With numbers that evident, you can only cringe at the wasted productive capacity, and it's no wonder that companies are in the troubles they are in today. Imagine +76% of the planes in the sky flying around with no radar for day.. would you get on a plane that day? This is shear madness, yet having worked across 5 continents over the past 26 years, I can confirm this isn't unique to Iberia, it's just more severe here.



Flying with Radar


What are you currently doing to measure the performance & productivity of your team?

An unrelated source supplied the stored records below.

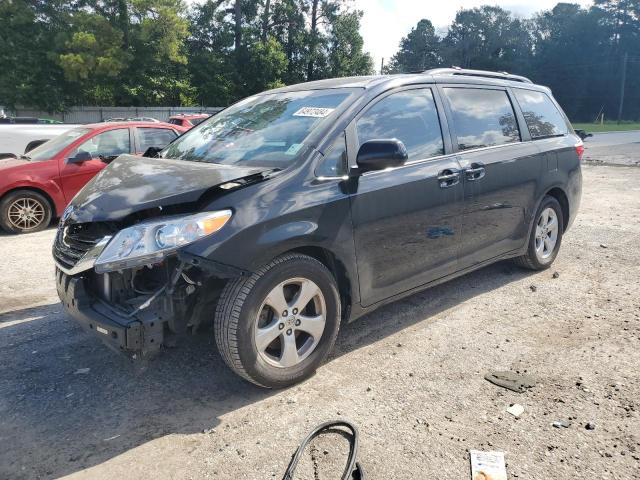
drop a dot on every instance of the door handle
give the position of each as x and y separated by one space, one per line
474 172
448 178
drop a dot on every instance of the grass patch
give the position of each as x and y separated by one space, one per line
607 127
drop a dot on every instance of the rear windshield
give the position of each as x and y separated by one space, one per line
542 116
268 130
49 149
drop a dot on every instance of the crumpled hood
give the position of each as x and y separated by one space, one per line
131 184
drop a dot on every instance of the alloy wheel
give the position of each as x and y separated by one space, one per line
26 213
290 322
547 229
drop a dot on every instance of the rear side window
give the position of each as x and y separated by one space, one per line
334 164
542 116
107 144
482 118
155 137
411 117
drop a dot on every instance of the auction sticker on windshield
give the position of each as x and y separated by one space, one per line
316 112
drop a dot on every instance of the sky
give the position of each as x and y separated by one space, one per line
385 22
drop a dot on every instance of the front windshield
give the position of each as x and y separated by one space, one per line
266 130
49 149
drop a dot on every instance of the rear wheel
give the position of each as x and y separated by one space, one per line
24 211
277 326
545 238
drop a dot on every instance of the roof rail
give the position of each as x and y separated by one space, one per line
477 73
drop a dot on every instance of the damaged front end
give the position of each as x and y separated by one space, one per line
121 269
133 309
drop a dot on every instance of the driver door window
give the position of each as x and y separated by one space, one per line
409 116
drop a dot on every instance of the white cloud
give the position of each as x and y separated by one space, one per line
385 22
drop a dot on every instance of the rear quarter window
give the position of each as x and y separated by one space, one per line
541 115
155 137
482 117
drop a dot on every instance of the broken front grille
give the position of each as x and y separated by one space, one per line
74 241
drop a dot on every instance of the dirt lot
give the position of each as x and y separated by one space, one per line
410 375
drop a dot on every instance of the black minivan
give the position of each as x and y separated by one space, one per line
303 207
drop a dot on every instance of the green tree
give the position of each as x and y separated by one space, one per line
346 55
486 38
419 50
28 74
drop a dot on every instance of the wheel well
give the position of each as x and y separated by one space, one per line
559 195
336 267
41 192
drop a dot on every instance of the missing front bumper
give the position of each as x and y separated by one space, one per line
140 334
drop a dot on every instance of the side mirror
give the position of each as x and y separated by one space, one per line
381 154
80 157
583 134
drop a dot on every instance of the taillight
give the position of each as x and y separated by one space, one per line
580 150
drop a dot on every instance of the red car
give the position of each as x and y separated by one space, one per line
188 120
37 187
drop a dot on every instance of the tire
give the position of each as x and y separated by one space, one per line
33 204
535 258
245 312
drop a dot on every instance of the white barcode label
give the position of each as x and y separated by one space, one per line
313 112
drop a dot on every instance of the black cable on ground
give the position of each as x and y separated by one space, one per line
353 470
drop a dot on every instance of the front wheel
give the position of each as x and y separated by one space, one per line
25 211
276 327
546 236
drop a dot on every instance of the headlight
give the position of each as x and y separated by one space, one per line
151 241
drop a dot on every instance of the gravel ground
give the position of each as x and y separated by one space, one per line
409 375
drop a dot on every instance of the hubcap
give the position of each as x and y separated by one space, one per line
546 233
26 213
290 322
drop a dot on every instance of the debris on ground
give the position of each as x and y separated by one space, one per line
515 409
511 380
487 465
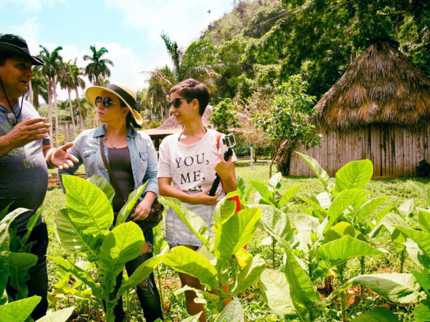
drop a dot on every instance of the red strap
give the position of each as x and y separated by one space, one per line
235 198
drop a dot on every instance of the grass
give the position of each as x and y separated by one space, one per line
397 190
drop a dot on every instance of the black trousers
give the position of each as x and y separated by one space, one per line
147 293
38 282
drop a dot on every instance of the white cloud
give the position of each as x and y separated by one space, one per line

You don't have to go immediately overboard and jump straight into a full fledged Human Performance Technology Program. You should start out slow.. take baby steps with a Productivity Management tool like WorkMeter. Easy to implement & even easier to use, it engages your employees in discovering how to transform learning into more productive habits. Unlike other "performance monitoring" tools, WorkMeter is an educative "performance analysis" tool, and the best one I've used to date that helps me quickly experience increased results. It's employee friendly nature fosters internal healthy competitive growth & development without management having to step in. Once you set the strategy, your team does the work & the learning themselves.



Eliminate the Gap


Don't hold your finger to the wind to figure out if a storm is coming! Plan purposefully with concrete data & facts that will have you better predict the future of your organization based on historical trends. Join the new era of empowered organizations that confidently determine their own future success based on solid metrics. The execution of an idea is always more important than the brilliance of the thought, so stop dreaming about being more productive and get down to measuring it so you can manage it.


The growth of an organization is simply the accumulated growth of the individual relationships that constitute it, and it now rests on your shoulders to eliminate the gap created by perception by empowering your employees with metrics (measurements) they can learn, develop & grow from.